1. Data leakage risk and overfitting

• The reported accuracy (>99%) and kappa values (>0.98) are suspiciously high for real-world genomic host prediction tasks, especially with unbalanced classes (e.g., only 29 goose sequences). It is unclear how potential data leakage between training and test sets was prevented, especially for highly similar or duplicate strains.

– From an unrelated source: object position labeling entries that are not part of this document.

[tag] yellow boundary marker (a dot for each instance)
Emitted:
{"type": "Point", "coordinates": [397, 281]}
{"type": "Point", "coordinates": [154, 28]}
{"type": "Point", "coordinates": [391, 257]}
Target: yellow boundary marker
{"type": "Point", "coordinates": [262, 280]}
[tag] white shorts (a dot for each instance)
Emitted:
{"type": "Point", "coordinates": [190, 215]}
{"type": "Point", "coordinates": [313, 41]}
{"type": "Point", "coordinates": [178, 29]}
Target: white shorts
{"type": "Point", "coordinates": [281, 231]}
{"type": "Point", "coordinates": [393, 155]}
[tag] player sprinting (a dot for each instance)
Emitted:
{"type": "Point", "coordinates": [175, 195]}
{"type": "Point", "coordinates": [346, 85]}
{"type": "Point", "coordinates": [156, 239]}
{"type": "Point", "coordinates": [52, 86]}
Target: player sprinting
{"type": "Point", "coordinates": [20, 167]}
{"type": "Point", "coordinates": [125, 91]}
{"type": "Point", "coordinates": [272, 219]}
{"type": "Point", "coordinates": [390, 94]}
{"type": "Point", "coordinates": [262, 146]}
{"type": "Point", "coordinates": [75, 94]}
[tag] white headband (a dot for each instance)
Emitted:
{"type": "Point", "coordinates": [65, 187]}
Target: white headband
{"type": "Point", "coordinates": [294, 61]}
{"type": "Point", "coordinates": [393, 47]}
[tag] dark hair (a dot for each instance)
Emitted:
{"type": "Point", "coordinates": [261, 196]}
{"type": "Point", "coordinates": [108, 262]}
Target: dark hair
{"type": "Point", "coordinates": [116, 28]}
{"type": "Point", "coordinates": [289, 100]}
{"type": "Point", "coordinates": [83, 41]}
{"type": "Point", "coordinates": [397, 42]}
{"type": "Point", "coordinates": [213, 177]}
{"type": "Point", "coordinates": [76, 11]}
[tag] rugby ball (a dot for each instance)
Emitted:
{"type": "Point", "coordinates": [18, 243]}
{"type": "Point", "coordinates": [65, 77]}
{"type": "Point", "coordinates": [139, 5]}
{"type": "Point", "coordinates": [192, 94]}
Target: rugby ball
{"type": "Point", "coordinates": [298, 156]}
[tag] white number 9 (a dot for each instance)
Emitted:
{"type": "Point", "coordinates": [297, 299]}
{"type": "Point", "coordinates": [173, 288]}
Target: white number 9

We thank reviewer 1 for their comments. The reported overall accuracies and kappa values are indeed >0.98 for both metrics, however, we would disagree that they are suspiciously high for multiple reasons.

The no-information rate was 0.8175 (human class) therefore the baseline accuracy for a naïve model would be 81.75% if it were to simply predict everything as human. Given that the majority of the dataset is human, the overall accuracy is indeed highly biased towards the model performing very well on predicting the human class which is not surprising given the abundance of human sequence data available. The remaining 6 classes comprised the remaining 18.25% of the dataset, with each class having at least 100 sequences with the exception of goose which had 29 as mentioned.

We agree that high overall accuracies can therefore be misleading as a metric on its own on an imbalanced dataset, which is why we also looked at Kappa, class sensitivities, and class specificities to determine how well the models are performing across all classes and provided them alongside the overall accuracies. High kappa values are especially informative of model performance within imbalanced multi-class classifiers as it is not as biased towards the majority class by taking class distributions into consideration and measures expected agreement vs that of by chance, providing stronger evidence alongside overall accuracies of strong model performance across all classes.

Prior studies for IAV host prediction have also been able to achieve overall accuracies > 0.98 for multiclass IAV classification using only the HA genome segment (Chrysostomou et al. 2021, Alberts et al., 2024).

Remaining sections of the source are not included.